English footballer (born 1961)

Peter Andrew Shirtliff (born 6 April 1961) is an English football coach and former player. As a player, he made more than 500 appearances in the Football League playing as a central defender for Sheffield Wednesday, Charlton Athletic, Wolverhampton Wanderers, Barnsley and Carlisle United. He has managed Mansfield Town, and was appointed as a first-team coach at Swindon Town in 2019.

==Career==
Shirtliff was born in Hoyland, near Barnsley. He began his football career with Sheffield Wednesday, where in two spells with the club he achieved promotion from the Second Division in 1983–84, a third-place finish in the First Division in the 1991–92 season, and a League Cup-winners' medal in 1991, but missed the 1993 League Cup and FA Cup finals with a broken arm. He played more than 350 games for the club in all competitions. After his first spell with Wednesday, he joined Charlton Athletic, where his two goals in the last 10 minutes of extra time in the 1986–87 playoff final replay against Leeds kept the club in the First Division. He also played for Wolverhampton Wanderers, Barnsley and Carlisle United).
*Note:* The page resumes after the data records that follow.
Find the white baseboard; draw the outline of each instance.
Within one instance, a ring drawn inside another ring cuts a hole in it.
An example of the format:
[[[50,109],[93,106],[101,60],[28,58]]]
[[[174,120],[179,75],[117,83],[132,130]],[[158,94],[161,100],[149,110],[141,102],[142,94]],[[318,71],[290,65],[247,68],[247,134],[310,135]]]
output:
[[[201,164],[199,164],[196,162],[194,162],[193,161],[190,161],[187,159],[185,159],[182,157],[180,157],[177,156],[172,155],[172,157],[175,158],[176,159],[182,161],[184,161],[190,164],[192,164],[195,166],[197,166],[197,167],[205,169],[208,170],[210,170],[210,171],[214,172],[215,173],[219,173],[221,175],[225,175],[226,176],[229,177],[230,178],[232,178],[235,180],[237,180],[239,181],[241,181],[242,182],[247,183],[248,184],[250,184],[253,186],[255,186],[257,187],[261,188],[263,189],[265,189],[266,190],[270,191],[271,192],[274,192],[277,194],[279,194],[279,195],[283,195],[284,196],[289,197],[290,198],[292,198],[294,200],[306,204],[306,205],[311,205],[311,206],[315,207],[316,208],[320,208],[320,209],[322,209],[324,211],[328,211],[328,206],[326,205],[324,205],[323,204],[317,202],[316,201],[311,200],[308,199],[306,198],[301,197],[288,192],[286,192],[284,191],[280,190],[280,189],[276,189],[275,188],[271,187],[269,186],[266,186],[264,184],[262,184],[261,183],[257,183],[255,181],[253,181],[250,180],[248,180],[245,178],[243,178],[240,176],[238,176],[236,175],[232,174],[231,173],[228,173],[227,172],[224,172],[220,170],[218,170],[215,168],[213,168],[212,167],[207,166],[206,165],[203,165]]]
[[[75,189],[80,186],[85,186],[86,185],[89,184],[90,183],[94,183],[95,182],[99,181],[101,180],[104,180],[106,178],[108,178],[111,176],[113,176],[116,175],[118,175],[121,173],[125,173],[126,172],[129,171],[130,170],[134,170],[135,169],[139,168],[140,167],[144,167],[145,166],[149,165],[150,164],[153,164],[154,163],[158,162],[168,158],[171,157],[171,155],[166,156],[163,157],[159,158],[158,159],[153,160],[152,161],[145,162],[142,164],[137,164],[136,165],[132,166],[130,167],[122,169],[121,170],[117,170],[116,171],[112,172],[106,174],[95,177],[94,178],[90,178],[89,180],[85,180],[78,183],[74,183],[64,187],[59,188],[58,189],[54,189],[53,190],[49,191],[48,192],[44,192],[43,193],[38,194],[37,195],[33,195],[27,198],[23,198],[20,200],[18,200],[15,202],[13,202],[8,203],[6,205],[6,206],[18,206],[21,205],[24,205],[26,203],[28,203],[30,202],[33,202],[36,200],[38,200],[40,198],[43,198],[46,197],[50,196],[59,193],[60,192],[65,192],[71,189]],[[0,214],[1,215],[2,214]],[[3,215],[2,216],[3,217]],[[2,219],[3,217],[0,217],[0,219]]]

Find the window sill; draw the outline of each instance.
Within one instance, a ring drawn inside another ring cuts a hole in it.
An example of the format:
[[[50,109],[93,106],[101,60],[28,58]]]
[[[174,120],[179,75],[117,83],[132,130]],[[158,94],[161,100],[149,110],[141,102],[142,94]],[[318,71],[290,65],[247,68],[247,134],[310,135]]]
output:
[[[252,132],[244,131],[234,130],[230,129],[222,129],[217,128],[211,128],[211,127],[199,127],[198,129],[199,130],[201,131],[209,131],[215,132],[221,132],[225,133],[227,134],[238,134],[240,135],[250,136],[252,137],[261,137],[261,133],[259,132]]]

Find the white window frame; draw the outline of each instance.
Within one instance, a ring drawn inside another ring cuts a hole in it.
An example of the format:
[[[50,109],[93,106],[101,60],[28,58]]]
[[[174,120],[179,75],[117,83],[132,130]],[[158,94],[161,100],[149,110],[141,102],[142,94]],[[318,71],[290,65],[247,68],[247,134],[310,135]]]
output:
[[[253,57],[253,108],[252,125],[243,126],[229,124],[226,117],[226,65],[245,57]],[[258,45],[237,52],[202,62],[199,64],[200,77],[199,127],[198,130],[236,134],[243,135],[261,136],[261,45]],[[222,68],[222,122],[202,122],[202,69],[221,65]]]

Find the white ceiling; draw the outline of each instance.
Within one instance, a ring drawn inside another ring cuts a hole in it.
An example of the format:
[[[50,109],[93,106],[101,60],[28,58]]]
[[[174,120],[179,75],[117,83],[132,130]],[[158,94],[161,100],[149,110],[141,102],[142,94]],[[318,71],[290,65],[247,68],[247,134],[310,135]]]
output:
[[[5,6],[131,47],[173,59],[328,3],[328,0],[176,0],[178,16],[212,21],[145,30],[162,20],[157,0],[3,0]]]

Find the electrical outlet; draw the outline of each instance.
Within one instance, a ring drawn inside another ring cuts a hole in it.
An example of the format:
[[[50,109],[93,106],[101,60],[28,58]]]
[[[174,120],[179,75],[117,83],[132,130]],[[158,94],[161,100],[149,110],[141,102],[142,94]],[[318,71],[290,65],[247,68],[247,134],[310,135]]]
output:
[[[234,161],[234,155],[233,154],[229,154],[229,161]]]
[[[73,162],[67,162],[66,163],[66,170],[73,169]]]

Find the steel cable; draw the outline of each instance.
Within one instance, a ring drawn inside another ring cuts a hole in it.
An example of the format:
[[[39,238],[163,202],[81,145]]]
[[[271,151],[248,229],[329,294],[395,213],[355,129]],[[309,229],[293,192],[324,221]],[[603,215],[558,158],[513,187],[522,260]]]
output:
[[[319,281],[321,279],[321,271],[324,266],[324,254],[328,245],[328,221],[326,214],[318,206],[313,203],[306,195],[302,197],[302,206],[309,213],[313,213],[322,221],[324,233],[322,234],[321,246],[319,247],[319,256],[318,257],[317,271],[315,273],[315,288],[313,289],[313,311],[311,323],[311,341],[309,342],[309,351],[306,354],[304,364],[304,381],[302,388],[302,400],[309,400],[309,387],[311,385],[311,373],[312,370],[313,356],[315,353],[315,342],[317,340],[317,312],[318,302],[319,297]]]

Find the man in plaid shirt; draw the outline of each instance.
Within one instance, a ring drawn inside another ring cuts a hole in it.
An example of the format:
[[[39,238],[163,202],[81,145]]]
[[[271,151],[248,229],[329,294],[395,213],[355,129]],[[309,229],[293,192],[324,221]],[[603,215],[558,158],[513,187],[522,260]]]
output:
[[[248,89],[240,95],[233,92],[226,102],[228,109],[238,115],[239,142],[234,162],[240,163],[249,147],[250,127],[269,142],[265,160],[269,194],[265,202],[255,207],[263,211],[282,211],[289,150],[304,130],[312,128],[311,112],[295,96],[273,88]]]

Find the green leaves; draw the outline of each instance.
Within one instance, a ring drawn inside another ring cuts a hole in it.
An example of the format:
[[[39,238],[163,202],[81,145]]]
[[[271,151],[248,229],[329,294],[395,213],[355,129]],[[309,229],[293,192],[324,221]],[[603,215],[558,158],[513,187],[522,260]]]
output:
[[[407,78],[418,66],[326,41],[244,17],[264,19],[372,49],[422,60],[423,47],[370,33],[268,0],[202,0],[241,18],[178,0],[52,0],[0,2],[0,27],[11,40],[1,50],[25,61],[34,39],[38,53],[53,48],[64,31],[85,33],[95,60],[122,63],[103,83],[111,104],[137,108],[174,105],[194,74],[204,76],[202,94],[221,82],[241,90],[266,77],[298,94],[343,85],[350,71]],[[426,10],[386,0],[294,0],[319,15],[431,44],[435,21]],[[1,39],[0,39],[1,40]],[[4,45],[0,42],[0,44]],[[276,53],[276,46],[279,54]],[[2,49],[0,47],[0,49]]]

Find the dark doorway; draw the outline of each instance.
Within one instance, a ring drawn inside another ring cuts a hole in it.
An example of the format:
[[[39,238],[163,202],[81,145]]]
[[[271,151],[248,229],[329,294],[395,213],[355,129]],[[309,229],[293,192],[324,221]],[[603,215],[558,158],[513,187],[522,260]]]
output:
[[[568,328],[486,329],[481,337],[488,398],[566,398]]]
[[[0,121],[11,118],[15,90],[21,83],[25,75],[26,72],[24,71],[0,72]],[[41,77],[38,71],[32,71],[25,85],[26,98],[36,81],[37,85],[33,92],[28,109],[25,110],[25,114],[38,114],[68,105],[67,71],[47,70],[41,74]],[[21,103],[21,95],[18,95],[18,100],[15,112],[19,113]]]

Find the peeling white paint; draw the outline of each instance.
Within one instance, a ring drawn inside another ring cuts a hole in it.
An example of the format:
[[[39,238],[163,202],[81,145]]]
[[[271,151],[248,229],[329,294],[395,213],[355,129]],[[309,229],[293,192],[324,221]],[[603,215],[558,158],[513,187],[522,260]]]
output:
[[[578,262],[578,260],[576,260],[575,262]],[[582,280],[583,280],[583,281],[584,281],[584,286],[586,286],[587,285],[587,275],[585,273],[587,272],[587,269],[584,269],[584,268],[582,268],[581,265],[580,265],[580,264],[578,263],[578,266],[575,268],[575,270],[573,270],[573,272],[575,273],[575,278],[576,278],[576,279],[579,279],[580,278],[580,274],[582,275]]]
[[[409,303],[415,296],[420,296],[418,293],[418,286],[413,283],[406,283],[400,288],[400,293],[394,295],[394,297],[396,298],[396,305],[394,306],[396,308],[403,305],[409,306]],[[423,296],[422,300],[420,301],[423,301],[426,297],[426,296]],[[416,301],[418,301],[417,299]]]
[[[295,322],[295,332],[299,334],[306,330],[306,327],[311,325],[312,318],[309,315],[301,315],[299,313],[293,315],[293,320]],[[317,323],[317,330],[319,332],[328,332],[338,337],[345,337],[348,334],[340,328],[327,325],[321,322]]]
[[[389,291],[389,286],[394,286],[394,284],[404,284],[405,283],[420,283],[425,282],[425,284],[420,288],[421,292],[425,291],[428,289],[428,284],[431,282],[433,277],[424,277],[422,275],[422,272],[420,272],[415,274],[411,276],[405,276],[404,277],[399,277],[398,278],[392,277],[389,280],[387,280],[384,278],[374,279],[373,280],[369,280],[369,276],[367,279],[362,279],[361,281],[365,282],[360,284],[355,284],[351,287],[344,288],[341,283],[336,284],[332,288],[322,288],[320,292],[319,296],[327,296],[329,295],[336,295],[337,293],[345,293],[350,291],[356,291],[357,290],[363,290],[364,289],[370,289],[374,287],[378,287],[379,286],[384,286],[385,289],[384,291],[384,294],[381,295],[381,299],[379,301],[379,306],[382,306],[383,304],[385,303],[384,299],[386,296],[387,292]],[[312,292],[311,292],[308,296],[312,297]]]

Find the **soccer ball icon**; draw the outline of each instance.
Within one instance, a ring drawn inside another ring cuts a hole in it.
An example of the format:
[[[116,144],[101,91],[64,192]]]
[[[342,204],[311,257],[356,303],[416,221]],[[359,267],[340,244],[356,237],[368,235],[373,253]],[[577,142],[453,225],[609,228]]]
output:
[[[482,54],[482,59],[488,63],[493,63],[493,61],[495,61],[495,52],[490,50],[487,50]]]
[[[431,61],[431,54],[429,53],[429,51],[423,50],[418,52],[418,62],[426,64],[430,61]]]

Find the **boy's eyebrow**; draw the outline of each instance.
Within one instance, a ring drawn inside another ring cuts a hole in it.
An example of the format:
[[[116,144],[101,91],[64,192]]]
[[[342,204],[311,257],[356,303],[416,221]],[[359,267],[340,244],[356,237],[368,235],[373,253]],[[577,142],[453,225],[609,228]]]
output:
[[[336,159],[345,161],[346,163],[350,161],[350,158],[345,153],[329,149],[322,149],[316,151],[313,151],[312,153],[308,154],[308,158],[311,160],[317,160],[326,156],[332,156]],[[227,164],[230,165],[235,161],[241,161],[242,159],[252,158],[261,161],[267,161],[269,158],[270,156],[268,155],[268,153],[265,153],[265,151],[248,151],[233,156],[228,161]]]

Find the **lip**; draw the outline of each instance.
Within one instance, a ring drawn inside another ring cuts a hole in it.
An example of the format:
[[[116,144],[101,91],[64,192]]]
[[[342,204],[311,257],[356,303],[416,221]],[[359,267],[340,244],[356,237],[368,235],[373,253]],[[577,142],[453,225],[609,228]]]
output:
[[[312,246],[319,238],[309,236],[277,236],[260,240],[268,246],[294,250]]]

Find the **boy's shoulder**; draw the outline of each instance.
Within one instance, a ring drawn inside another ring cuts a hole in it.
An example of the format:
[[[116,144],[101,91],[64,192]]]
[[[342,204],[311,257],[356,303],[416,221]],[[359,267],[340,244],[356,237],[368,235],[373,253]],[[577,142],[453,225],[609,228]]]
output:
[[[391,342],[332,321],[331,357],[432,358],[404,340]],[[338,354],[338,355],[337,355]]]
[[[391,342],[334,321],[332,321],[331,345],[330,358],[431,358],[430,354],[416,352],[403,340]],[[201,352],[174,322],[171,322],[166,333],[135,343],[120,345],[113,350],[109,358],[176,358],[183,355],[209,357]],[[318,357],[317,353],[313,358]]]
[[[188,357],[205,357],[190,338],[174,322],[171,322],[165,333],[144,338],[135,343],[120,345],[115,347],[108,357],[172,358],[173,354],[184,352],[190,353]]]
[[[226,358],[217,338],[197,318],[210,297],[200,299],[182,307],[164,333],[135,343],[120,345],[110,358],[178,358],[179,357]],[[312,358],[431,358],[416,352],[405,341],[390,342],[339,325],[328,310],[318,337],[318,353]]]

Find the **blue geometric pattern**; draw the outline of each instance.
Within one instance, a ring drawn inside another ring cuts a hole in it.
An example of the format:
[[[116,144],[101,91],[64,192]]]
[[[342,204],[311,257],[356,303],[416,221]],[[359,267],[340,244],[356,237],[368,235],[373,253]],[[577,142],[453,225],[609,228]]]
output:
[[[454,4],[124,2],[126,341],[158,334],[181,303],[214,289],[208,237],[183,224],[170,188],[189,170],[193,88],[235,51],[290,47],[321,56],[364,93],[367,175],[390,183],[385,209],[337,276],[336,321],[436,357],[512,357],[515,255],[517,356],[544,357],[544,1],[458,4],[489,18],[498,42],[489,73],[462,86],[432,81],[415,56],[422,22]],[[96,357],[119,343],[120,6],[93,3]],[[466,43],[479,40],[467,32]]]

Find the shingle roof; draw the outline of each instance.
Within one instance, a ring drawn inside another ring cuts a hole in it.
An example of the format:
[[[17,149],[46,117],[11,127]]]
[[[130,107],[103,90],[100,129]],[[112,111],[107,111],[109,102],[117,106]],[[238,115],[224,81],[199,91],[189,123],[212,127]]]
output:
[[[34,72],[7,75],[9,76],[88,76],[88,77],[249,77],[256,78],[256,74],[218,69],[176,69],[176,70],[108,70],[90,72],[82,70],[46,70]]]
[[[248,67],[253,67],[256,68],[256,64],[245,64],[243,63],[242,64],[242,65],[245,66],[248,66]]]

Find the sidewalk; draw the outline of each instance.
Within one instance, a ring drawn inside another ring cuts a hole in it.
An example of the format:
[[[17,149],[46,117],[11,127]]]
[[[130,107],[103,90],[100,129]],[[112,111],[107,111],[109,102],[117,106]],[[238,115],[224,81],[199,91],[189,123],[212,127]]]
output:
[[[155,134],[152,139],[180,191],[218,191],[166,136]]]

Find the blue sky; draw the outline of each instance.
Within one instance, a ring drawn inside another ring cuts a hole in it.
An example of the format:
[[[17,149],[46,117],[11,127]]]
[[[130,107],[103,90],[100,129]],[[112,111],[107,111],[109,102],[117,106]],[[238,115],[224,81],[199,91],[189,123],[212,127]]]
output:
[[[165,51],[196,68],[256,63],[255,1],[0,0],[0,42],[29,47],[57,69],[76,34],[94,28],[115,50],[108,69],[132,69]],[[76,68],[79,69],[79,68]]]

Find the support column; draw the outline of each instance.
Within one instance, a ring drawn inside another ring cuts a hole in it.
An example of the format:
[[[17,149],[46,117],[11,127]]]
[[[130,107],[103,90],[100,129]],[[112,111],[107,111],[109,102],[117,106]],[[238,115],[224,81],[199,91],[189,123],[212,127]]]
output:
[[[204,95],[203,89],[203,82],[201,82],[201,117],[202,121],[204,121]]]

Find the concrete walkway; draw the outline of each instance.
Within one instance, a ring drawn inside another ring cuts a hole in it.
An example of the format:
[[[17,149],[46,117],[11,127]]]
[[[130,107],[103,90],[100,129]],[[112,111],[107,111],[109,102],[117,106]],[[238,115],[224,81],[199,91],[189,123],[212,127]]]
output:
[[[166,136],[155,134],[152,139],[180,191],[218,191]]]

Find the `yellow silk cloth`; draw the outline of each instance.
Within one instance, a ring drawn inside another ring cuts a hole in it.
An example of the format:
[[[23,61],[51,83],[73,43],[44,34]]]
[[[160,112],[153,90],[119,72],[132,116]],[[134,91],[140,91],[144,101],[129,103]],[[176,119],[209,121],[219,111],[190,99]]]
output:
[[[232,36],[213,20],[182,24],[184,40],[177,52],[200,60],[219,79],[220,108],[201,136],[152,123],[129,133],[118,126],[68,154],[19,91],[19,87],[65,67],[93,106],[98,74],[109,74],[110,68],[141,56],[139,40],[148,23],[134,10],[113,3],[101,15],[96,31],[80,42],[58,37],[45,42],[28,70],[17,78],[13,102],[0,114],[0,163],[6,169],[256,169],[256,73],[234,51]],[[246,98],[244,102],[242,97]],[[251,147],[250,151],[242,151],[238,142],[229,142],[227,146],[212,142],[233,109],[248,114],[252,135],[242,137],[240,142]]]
Shirtliff retired from the game in 1997, shortly after helping Barnsley reach the Premier League, after 18 years as a professional footballer. He has since been youth team coach at Barnsley and Leicester City. In 2005, he was appointed assistant manager at Mansfield Town. He became the manager of Mansfield following the dismissal of Carlton Palmer in September 2005, and lasted 15 months in the job before getting sacked in December 2006 following a poor run of results.

In 2007, he was appointed assistant manager at Tranmere Rovers, and two years later took up the equivalent post at Swindon Town. He was also assistant manager and caretaker manager of Bury before departing in 2013.

==Personal life==
His younger brother Paul was also a professional footballer.